A police horse waited on the sidewalk, a dog from the police dog unit tugged on its leash. Marble Church on Fifth Avenue in Manhattan was holding its special blessing of animals ceremony that Sunday. Klara Hendrick, who usually comes alone, came with Rosa the tortoise. She was sure the animal didn't miss a minute of the sermon, as she saw it stick its neck out and turn its head towards a dog next to her when the pastor called for openness to people who aren't like us.

"He had it all figured out." He? "May I ask what Rosa's pronouns are?" asked Stan Williams, marketing manager of this parish of the Protestant Reformed Church, whose lapel is adorned with all manner of brooches of butterflies, birds, frogs... "He," replied Rosa's owner. "Thank you for asking, that's really thoughtful of you."
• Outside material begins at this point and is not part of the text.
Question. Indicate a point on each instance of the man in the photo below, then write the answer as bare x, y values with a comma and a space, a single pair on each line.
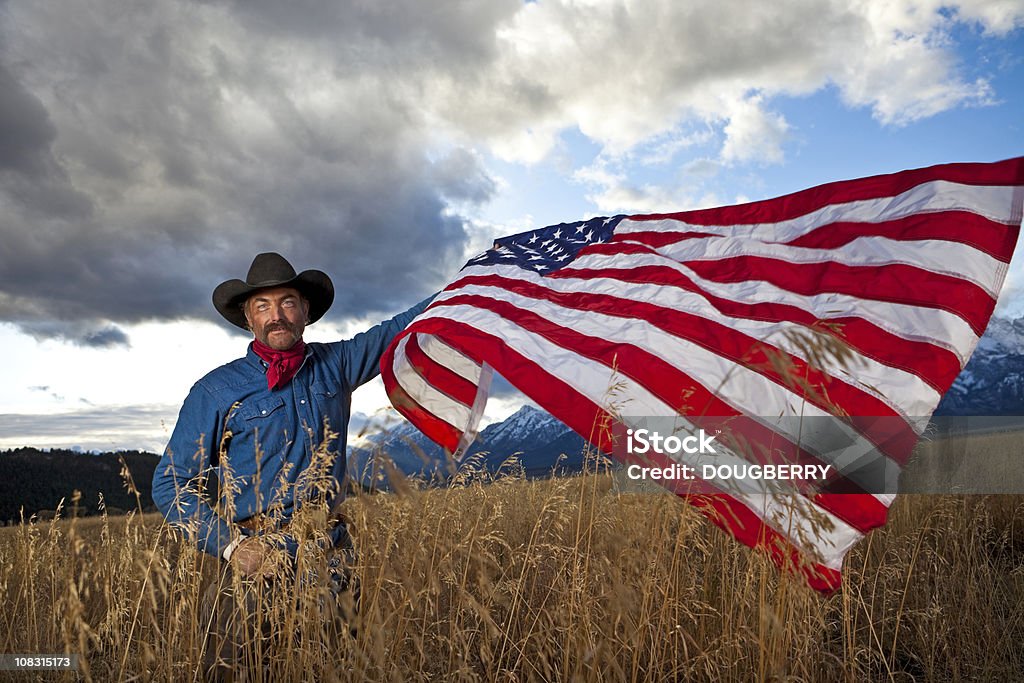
264, 418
"Stupidly, I would have asked if it was a male or a female, I'm so old school," blurted out another parishioner, a little embarrassed. "You have to be sensitive," said Williams. In addition to Rosa, more than 100 animals made the trip. There were dogs of all sizes, a canary, a cat, children with soft toy animals, and people who took out their phones and asked Michael Bos or Elise Brown – the pastors of Marble Church – to bless the photos.

What could be more natural? The blessing of animals is an extension of the attitude of St. Francis of Assisi, the church explained. Various parishes in New York hold such blessings in October, such as Saint John the Divine Cathedral, where, on the previous Sunday, a camel and ostriches were among the 1000 animals blessed. At Marble Church, the blessing of the animals, despite its air of old Christian tradition, has only been taking place for six years and is one of the initiatives through which the parish is trying to forge links with those who have become estranged from religion.

The decline of faith is one of the most striking phenomena in the USA over the last 30 years. Three in 10 American adults say they have no religious affiliation, a number that has never been higher, rising to 43% among those under 30. "It's important that we do this on the street in front of the church, not inside. Some people are intimidated by going into a church..." observed Williams. "My two dogs are in there," said a chic blonde lady, pointing to her black leather handbag, which she explained contained their ashes. People with pets are often lonely, the parish found, and blessings are also a way of reaching out to them.

In her mistress' arms, Peppermint was wearing a pompom collar for the occasion. This 14-year-old dog has spent her life making the rounds of retirement homes, convalescent homes and hospitals. "She's retiring after a career in therapy," said her proud owner.